First, from this article:
“I didn’t call my mom and tell her because I wanted her to just find out from watching TV. But she called and left me a message. And I played it back several times. I could hear her voice cracking on the message.”
“My mom worked 35 years as a grocery clerk. Thirty-five years and was able to retire a few years back. Just a tremendous blessing.”
He uses the word “blessing” a lot:
“I’d like to take a little wordplay and switch up Lou Gehrig’s speech about being the luckiest man. I don’t believe in luck. I believe in blessings, and I consider myself the most blessed man on the face of the earth today. I’ve been through trials and tribulations and adversity. Standing here today, I’m pretty humbled.”
About his volatile past:
“The past,” he said. “If we could leave it there … I’ve seen a lot of cute headlines about me talking about everything. People that never met me speaking about me. I think it’s not very intelligent to speak about someone you’ve never met.”

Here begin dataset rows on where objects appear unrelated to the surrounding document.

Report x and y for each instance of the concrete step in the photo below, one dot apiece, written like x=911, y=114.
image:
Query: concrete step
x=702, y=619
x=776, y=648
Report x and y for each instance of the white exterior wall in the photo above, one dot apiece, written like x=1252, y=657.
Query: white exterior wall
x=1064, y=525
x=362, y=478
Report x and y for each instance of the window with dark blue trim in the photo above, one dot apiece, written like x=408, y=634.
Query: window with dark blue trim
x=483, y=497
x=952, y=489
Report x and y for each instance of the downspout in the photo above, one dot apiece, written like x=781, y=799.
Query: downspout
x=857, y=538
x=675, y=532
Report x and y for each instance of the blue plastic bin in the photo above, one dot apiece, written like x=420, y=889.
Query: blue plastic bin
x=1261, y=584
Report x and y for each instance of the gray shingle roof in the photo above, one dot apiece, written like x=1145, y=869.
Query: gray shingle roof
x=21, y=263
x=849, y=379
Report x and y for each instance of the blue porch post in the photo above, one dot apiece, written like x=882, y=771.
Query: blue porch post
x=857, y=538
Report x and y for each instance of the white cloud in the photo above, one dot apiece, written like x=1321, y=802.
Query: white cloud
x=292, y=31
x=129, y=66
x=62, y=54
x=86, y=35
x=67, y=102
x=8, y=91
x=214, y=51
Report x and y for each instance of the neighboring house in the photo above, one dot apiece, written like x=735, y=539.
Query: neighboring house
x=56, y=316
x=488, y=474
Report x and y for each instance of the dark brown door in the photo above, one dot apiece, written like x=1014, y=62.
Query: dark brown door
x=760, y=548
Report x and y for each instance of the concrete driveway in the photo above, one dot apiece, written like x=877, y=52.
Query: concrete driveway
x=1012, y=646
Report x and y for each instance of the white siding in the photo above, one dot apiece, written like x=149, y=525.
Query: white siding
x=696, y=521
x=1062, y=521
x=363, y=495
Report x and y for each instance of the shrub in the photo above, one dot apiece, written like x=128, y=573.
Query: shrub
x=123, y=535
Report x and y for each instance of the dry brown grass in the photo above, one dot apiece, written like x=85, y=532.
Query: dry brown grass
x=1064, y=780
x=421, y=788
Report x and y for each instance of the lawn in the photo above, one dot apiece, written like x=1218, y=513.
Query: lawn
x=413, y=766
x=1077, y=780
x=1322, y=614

And from this blog post, I like his approach to hitting:
“My focus at the plate is just try to get on base,” he said. “A lot of people say they try to get a hit. I’m just trying to get on base. I’m going to make the pitcher throw me three strikes. If I get the first one and it’s a good one and that’s what I want and I’m looking for it, then I’ll hit that one. For the most part, I’m going to make the pitcher work. I want to get a good strike to hit. If I swing at strikes, I’m going to be successful.”
About why he likes number 21:
“It’s a number they first gave me in rookie ball,” he said. “I just kind of stuck with it. You can’t wear 42 anymore (it’s retired in honor of Jackie Robinson). I always said that 21 is half of 42. If I can be half the player, half of the person, Jackie Robinson was, I’ll be a success. That’s my motto.”
I’m normally pretty tentative about bringing in players with baggage, but I have to admit, I like what I’m hearing from Milton Bradley.
And he led the entire American League in OBP (.436) and OPS (.999) in 2008. That’s a lot of O’s and P’s. He did this as a DH, though, and he’s had some injury history, so there is some concern about his ability to stay on the field as an everyday player. And even if he does, can he produce anywhere near those numbers?
As for being a hothead, time will tell. Maybe he brings a little bit of passion and intensity to the clubhouse, which is good. Every team — especially teams that plan to win championships — needs a player who isn’t afraid to call out players who are dogging it or otherwise hurting the team. And it can’t be a pitcher, like Carlos Zambrano, who is definitely a hothead, probably too much of one. The Cubs seem to need a little more leadership and intensity, and maybe Bradley can supply that.
Or, maybe that’s just wishful thinking.
Who knows? People acquire reputations; some are deserved, some aren’t. But even for those that are deserved, people can change, especially when given the right combo of teammates, manager, fan base, and media treatment. You just never know how a new teammate is going to work out.